I’d like a proper and accepted way to kick out an outlier from a list of reviews. I have 4 reviewers, judging 5 pieces of art. I would like a statistical way to claim the number 5 (in orange) is an outlier (because reviewer A was wrong on art 1), but not have it so discriminating that the number 15 (in green) is kicked out.
THis is a made up example. Essentially, I need some justification to be able to kick out numbers that are clearly outliers…Do I do standard deviation (kicking out anything 2sd from the mean)? or is there another, better statistical device?
Using standard deviations from a curve fit is a good way to eliminate fliers. That works well when the data points are derived from some process that could have errors. But your data points are opinions. It simply reflects the fact that that reviewer didn’t like a particular work of art for whatever reason. Right?
What are you doing with the numbers? Something like a Borda count?

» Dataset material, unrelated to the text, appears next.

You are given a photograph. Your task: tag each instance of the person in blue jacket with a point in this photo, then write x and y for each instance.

I think that unless you can identify a bias giving you a reason to throw out data (The Russian judge’s scores) then you may have to analyze the data with a nonparametric test.

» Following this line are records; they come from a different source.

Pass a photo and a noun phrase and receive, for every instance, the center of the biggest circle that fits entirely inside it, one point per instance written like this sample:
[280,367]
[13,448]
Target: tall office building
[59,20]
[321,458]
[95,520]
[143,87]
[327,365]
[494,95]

But would you use 2σ or 3σ? And I’d be hesitant to throw out any data that is not clearly an error if it is for a professional paper as outliers do occur in the real-life.

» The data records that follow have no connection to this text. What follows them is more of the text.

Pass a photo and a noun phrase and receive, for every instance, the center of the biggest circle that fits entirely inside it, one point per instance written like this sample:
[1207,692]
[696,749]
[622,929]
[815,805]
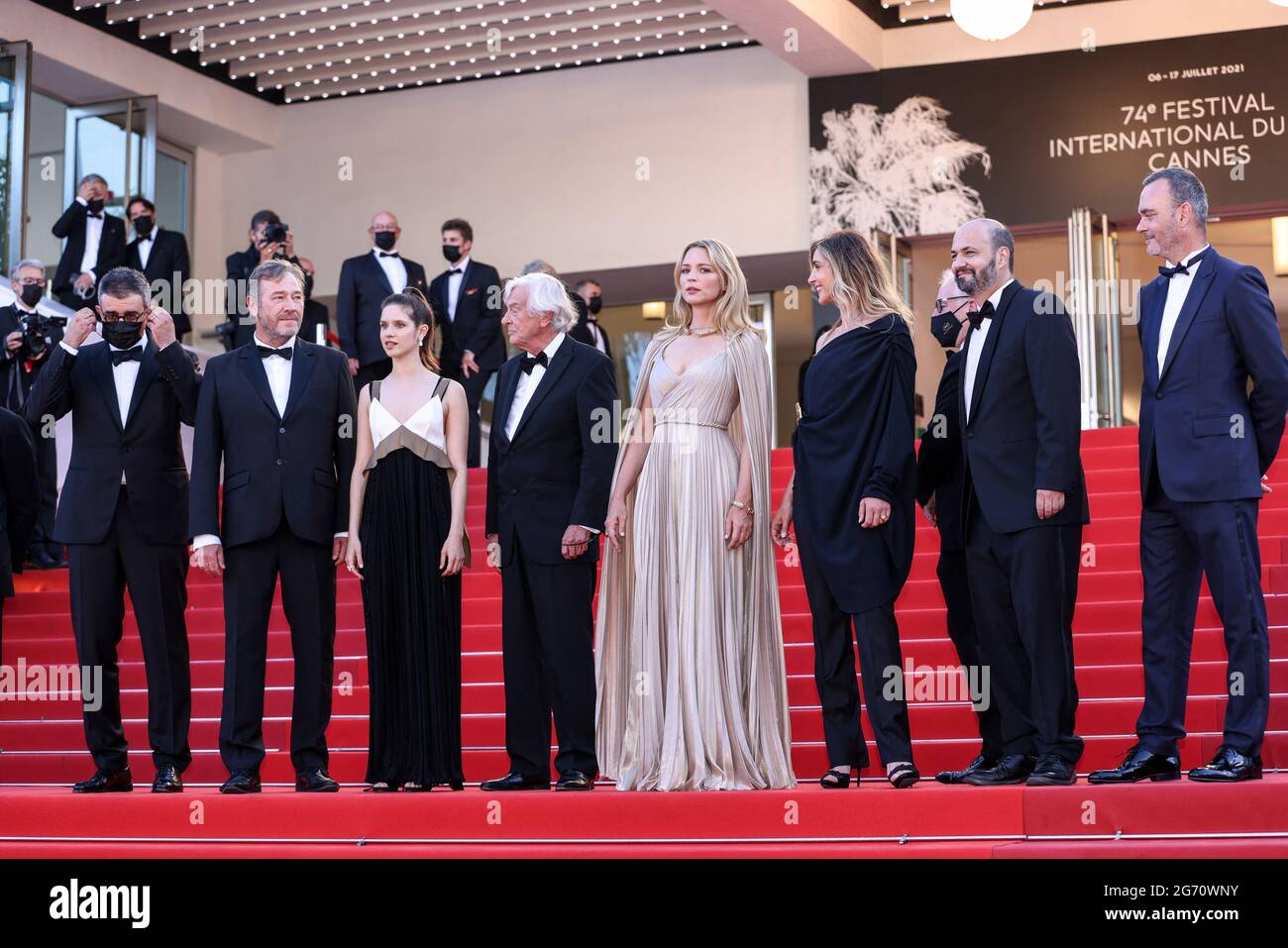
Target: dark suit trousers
[877,635]
[549,661]
[962,631]
[156,576]
[1022,588]
[1180,543]
[308,599]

I’d like to not get hung up on whether or not the number is ‘correct’ or not or if there is bias or not.
I’m just looking for an appropriate method to justify removing a number.
We can say its a number generator that is designed to spit out numbers within some range…and this one time there was a bug and the number should be thrown out.
Or think of it as clearly an error, but I want to justify throwing it out from a statistical view rather than any other reason or relation to anything else.
There’s no “right” answer, but I’d have established a priori rules to exclude data. Selecting X SDs or Y% of the extremes to exclude is valid. You’d just want to avoid selecting data after the fact that looks wrong to you. As you didn’t establish this ahead of time it’s iffy, but if this is “pilot” data and you’ll be collecting more potentially it might give you a good starting point to know how extreme you should exclude.
Since this involves a known number of reviewers you could also decide that if one reviewer has some degree of disagreement with the rest then you could drop that reviewer from the average, but you wouldn’t want to reject a reviewer because they’re systematically more nitpicky than the others.
Except if a number is correct, you shouldn’t remove it because it is inconvenient to your analysis. If there is a bias then the question is throw out that score or all of the scores from that reviewer based on what caused the bias.
The simplest answer to this I’ve seen is “throw out the highest and lowest scores”. This ensures that a single exceptionally uncharacteristic score is eliminated, and if one judge is scoring too high or too low consistently. (Isn’t this how some scores like figure skating calculate?) This eliminates the possibility that a single judge is skewing the results in favour of, or against, one contestant. Note this is a more reliable method with several more judges; say, 6 or 7.
Consider the result: piece, with all, average with top and bottom eliminated:
art1 27.25 32.5
art2 25.25 25
art3 31 30
art4 19.25 19
art5 29 31.5
Assuming my calculator skills are still good, this is the result. Note the only one where the needle moves significantly is the one with the extreme outlier score. And by using a standard formula the same for everyone, you are not discriminating against any one judge or favouring any contestant.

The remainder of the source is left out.